The tombstones being the easier of the two to check, I focused on them. I knew that the two tombstones which belonged to each lamp in each fixture were wired to the ballast on that lamp’s side of the fixture, so I looked at the tombstones themselves. They had a good, solid connection to the wiring, but I noticed something with the ballast and tombstone wiring in general. Here is what I saw:
Why was it wired that way? I had absolutely no idea if that was the problem or not, but I was out of options. I reversed the blue and the red wires on one ballast so that the fixture looked like the following:
I turned-on the fixture to full brightness and dimmed it to 50%. I held my breath as I slowly lowered the dimmer to its lowest setting. When the dimmer hit the bottom, there was no oscillation to be found. It worked!
I do not know how or why it worked as I still do not know the technical cause of the problem. I spoke with the tech at Lutron a day or two later and explained what I had done. He did not understand it either, but said he would forward it on to the engineers. I have not since heard from them. I spent the next three hours switching the wiring on a single ballast in each fixture, and installing the proper 28W lamps.

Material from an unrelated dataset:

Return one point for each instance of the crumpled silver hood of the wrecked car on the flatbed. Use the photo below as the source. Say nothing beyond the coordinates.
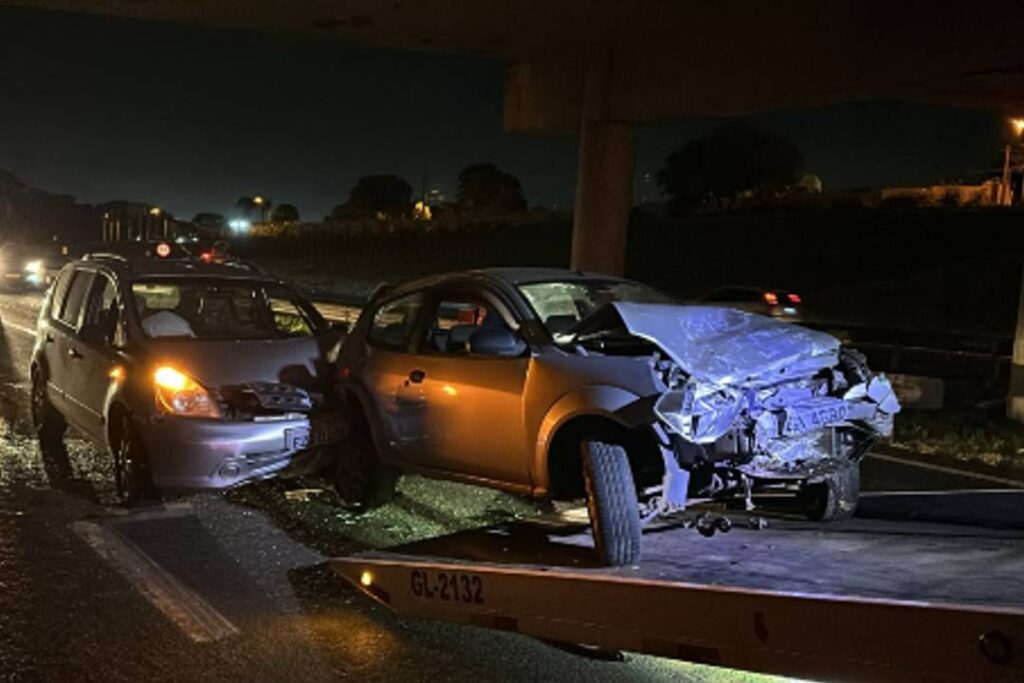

Occasionally after implementing the wiring change, a fixture would show very slight symptoms of one lamp oscillating, but if allowed to warm-up for a slight bit before dimming, the oscillation would disappear after dimming. These lamps had not yet been on for very long (burnt-in or seasoned) which may be a contributing factor to this minor oscillation. GE’s information on burn-in is difficult to find. One piece of literature I read stated that these lamps were seasoned enough for dimming at the end of the assembly process and nowhere did I read a specific instruction to burn-in these lamps. That said, it cannot hurt, but that will be the task of those who complete the work as I have since left that job site.
Of interesting note, Lutron offers a single Hi-lume 3D ballast for two T5 28W lamps. Why that was not used over two separate ballasts I will never know unless they wanted some level of redundancy.
Summary:
- Always check your model numbers against your submittals.
- Your submittal book can be wrong, especially if they include summaries or charts of information from the submittals, or if they have not been kept up-to-date with changes. People at all levels make mistakes.
- Use the manufacturer’s or the specific part’s technical support.
- Use the resources of skilled electricians whom you know.
- Question why things are done the way they are. Although a specific installation may work in one hundred other situations, something about the current situation or manufacture may be the cause of the problem.